第一次看别的组的GraspNet，最吸引我的是这篇文章有开源基于Pybullet的仿真器采集数据的部分，代码算是给了我很大的启发。不过随之而来的可能就是真的要重构我目前的仿真器部分……好在工程量并不算大，并且比起我现有的仿真器实现，性能会有巨大的提升。

仿真器部分

为了省去看完论文后又要重新看一遍代码的苦恼，我先从我最关注的仿真器实现部分说起。这篇论文主打的就是3D重建和基于点云几何的Grasp Proposal的联合训练。数据采集部分，其实就是从点云中选取点和对应的法向量，并且均匀从$[0,\text{gripper_length}]$中采集一个接近距离，并且去实现抓取。不过，比起我类似操作的NaÏve实现，我觉得他们的实现有几个优点：

仅加载夹爪模型，省去了机械臂整体的IK和planning的复杂性。这一点其实6D-GraspNet也是这么做的，只是我限于当时的见解和关注的方向，一直忽略了这一点事实，导致有很长一段时间一直在关注IK和planning去做collision-free的整机避障。
代码轻量级，由于省去了IK和Planning，只需要一个循环即可完成数据的创建。并且可以很容易地做多进程。
提前剪枝，对于Grasp非法的collision情况，会提前通过仿真器的接触点API判断做continue，这样的话可以无需每个仿真都执行到最后。

这也引起了我的反思，确实应当广泛地从他人的代码中吸取方法论、代码结构、抽象上的经验，相对于把想法落到实处，想法对不对、高不高效可能更加重要。

我们先来看最主要的这个循环，其实做的事情也很简单，随机加载一个场景，拍很多张深度图恢复点云。然后随机采样Grasp Proposal执行，看看是成功还是失败。

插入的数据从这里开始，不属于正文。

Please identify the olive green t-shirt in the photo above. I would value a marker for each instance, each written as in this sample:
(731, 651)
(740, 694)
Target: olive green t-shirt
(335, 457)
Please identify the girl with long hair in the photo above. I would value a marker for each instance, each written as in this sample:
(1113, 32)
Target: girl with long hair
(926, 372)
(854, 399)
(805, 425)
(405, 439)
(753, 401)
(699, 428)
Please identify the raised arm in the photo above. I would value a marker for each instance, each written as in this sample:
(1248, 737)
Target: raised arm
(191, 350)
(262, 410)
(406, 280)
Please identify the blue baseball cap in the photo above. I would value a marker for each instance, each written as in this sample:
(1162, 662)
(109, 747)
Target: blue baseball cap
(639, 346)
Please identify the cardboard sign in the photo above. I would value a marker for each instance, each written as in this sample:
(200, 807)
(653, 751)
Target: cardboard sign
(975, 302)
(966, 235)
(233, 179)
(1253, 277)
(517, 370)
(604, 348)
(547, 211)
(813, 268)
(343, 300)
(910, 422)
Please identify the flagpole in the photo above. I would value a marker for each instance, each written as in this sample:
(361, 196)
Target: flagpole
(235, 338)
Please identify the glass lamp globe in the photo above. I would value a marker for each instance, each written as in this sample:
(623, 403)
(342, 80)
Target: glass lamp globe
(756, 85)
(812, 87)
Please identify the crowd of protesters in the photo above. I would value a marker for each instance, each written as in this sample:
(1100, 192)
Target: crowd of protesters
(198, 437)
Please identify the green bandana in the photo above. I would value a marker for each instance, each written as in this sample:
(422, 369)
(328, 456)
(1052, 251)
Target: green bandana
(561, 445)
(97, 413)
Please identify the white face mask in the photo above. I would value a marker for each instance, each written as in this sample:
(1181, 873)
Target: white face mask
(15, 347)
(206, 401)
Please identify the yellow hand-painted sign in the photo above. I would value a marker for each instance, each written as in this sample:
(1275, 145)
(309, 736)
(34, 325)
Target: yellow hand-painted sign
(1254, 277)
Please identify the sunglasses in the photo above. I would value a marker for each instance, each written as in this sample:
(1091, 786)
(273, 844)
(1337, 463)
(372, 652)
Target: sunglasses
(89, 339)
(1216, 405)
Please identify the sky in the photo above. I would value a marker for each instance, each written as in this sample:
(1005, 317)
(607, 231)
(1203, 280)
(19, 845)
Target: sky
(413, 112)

for _ in range(grasps_per_worker // GRASPS_PER_SCENE):  # how many scene need to create
    # generate heap
    object_count = np.random.poisson(OBJECT_COUNT_LAMBDA) + 1
    sim.reset(object_count)         # generate the table and piled or packed objects
    sim.save_state()

    # render synthetic depth images
    n = MAX_VIEWPOINT_COUNT
    depth_imgs, extrinsics = render_images(sim, n)
    depth_imgs_side, extrinsics_side = render_side_images(sim, 1, args.random)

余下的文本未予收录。